We will be discussing lower bounds on the number of such linear regions for the full network $F$ as a function of the number of layers $L$ and of the number of parameters. In addition to rectifier activations, maxout is studied.1

It was already known that deep networks with ReLUs split their input space into exponentially more linear regions than shallow networks, more specifically:

Theorem: (Pascanu et al. 2013)2 A rectifier neural network with $n_{0}$ inputs and $L$ hidden layers of width $n \geqslant n_{0}$ can compute functions that have $\Omega ((n / n_{0})^{L - 1} n^{n_{0}})$ linear regions.

The first contribution of the current paper is an improvement over this result with a bound which is also exponential in $n_{0}$:

Theorem 2: A rectifier neural network with $n_{0}$ inputs and $L$ hidden layers of width $n \geqslant n_{0}$ can compute functions that have $\Omega ((n / n_{0})^{(L - 1) n_{0}} n^{n_{0}})$ linear regions.

This seems a small improvement at first glance, but it implies that even for $L$ and $n$ small, deep models are able to compute functions with a significantly greater amount of linear regions than shallow models can,3 which is in tune with experimental evidence.

The second contribution of the paper is the application to maxout networks, which again shows a growth of the number of linear regions which is exponential in $L$.

Theorem 3: A maxout network with $L$ layers of constant width $n_{0}$ and rank $k$ can compute functions with at least $k^{L - 1} k^{n_{0}}$ linear regions.

By translating this theorem into a dependency on the number of parameters $K$ it is possible to see that the growth in linear regions is exponential in $K$ for deep models whereas it is only polynomial for shallow ones.

To conclude the authors note:4

This framework is applicable to any neural network that has a piecewise linear activation function.

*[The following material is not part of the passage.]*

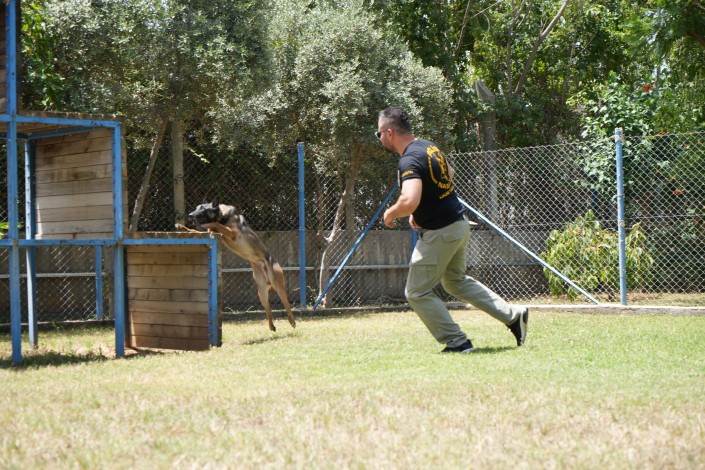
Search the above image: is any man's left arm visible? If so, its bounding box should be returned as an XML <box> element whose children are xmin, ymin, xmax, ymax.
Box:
<box><xmin>384</xmin><ymin>178</ymin><xmax>423</xmax><ymax>228</ymax></box>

For example, if we consider a convolutional network with rectifier units, as the one used in (Krizhevsky et al. 2012), we can see that the convolution followed by max pooling at each layer identifies all patches of the input within a pooling region. This will let such a deep convolutional neural network recursively identify patches of the images of lower layers, resulting in exponentially many linear regions of the input space.

  1. Maxout activations take the maximum over several units. See Maxout Networks .
  2. On the number of response regions of deep feed forward networks with piece-wise linear activations, Pascanu, R. , Montufar, G. , Bengio, Y. (2013) .
  3. Note that Pascanu et al. already mentions a similar fact. One wonders…
  4. It seems to me that the condition $n_{i} \geqslant n_{0}$ would be violated in convnets. Why is this statement valid?